Pump cavitation is vapor bubbles forming and collapsing inside a running pump. It happens when the suction pressure falls below the water's vapor pressure, so the water flashes to vapor at the impeller and the bubbles then implode against the vanes, eroding them. It means the pump is not getting enough suction pressure.
What is NPSH?
NPSH is net positive suction head, the suction-side pressure margin that keeps water from flashing to vapor at the pump. NPSH available, what the system delivers, must exceed NPSH required, what the pump needs off its curve, with margin. Fall below it and the pump cavitates. NPSHr rises as the flow rises.

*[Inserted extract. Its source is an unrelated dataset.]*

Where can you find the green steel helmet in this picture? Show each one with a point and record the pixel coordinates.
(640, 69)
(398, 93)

Why does my pump sound like gravel?
A pump that sounds like gravel or marbles is cavitating. The noise is thousands of vapor bubbles collapsing against the impeller every second, with vibration and falling flow alongside it. The cause is on the suction side: a clogged strainer, a throttled valve, low fill pressure, or water too hot for the margin. Check the suction first.
How do you fix a cavitating pump?
Raise the suction pressure above the water's vapor pressure by fixing the suction-side cause. Clean the strainer, open the suction valve, restore the fill pressure, pipe the pump away from the expansion tank, lower the water temperature where you can, and shorten or upsize the suction line. Fix the cause before replacing any pitted impeller.
How do you calculate NPSH available?
NPSHa equals the absolute pressure at the suction, plus the static height of water above the pump, minus the suction friction loss, minus the water's vapor pressure at its temperature, all in feet. In the field, read suction pressure and water temperature, convert to absolute, subtract the vapor pressure, and compare the result to the pump's NPSHr.